Neural Networks: Basics

Source: Deep Learning on Medium

Understanding the basics of neural networks will be beneficial by helping you stay engaged in a conversation around this topic.

Artificial Neural Networks (ANNs) are all the hype in machine learning. As a result, a slew of research is occurring. The progression of computer vision by their tolerance of noisy data, self-driving cars by predicting where the road lines will be, and natural language processing (NLP) so that you can communicate to your voice assistants has been due to ANNs. Understanding the basics of neural networks will be beneficial by helping you stay engaged in a conversation around this topic.
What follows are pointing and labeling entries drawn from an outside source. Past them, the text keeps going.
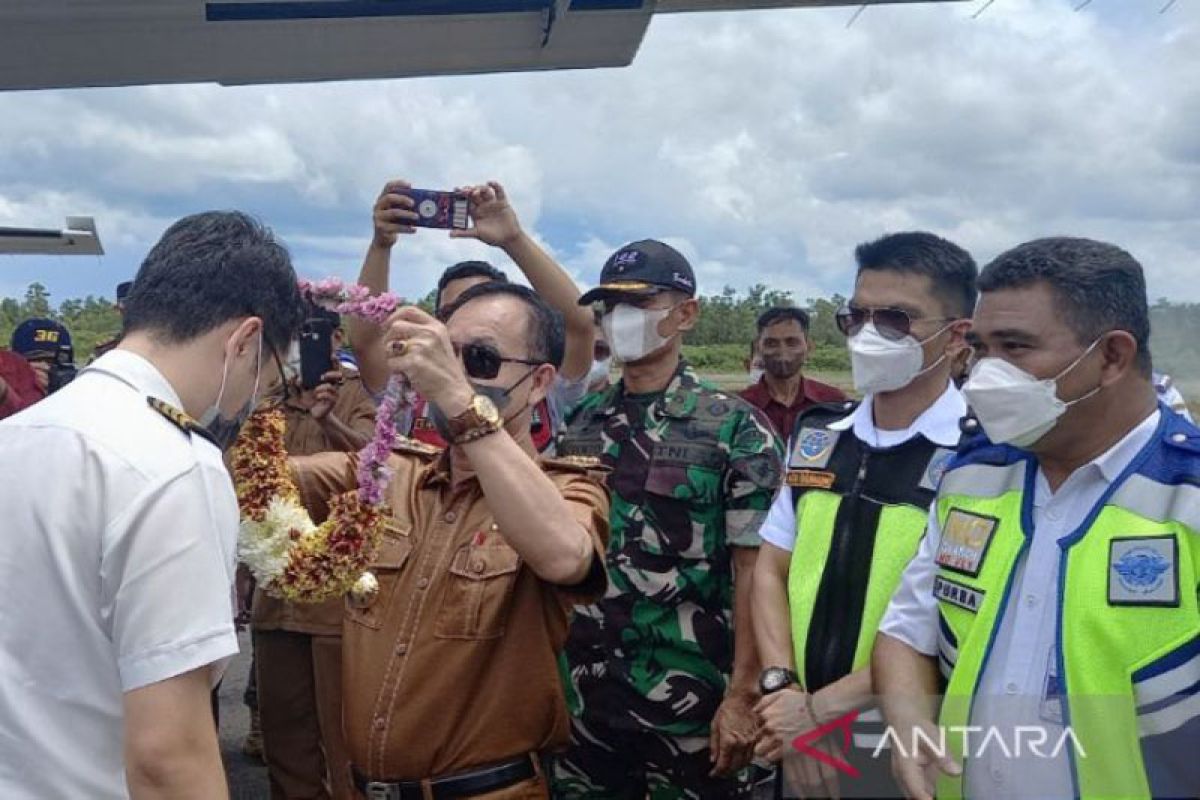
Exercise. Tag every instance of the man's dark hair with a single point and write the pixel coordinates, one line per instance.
(546, 331)
(780, 314)
(468, 270)
(949, 268)
(213, 268)
(1097, 287)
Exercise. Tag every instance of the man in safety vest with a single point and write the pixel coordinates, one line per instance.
(851, 515)
(1055, 591)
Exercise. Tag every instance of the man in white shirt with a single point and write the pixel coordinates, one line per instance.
(1055, 589)
(853, 506)
(119, 542)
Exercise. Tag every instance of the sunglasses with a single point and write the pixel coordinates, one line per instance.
(891, 323)
(484, 361)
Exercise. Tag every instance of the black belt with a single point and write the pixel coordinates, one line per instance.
(465, 785)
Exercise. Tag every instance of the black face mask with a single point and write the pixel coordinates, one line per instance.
(499, 396)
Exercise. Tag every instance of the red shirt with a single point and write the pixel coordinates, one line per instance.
(784, 416)
(23, 390)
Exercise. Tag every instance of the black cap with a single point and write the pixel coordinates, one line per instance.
(643, 268)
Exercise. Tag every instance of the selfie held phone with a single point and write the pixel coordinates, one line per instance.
(316, 352)
(63, 370)
(438, 209)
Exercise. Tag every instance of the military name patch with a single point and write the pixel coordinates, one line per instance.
(687, 455)
(957, 594)
(936, 468)
(810, 479)
(813, 447)
(1144, 571)
(965, 541)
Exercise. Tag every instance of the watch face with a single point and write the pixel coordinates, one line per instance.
(486, 409)
(774, 679)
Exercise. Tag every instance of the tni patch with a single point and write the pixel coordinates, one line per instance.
(1144, 571)
(965, 541)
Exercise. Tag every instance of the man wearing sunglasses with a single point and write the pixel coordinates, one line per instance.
(859, 482)
(496, 223)
(1055, 590)
(450, 669)
(663, 668)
Let’s start with the definition: artificial neural networks are mathematical structures that when given input can map to a desired output. With that, a dozen questions pop up in your mind. Let’s go ahead and answer some of the common questions to understand the basics of neural networks.

Who Invented Neural Networks?

This answer can vary based on who you ask. Some people give credit to the very first theory by Warren McCulloch and Walter Pitts. They are credited with describing how a neuron could have a mathematical representation. However, in this article, we are saying a psychologist named Frank Rosenblatt.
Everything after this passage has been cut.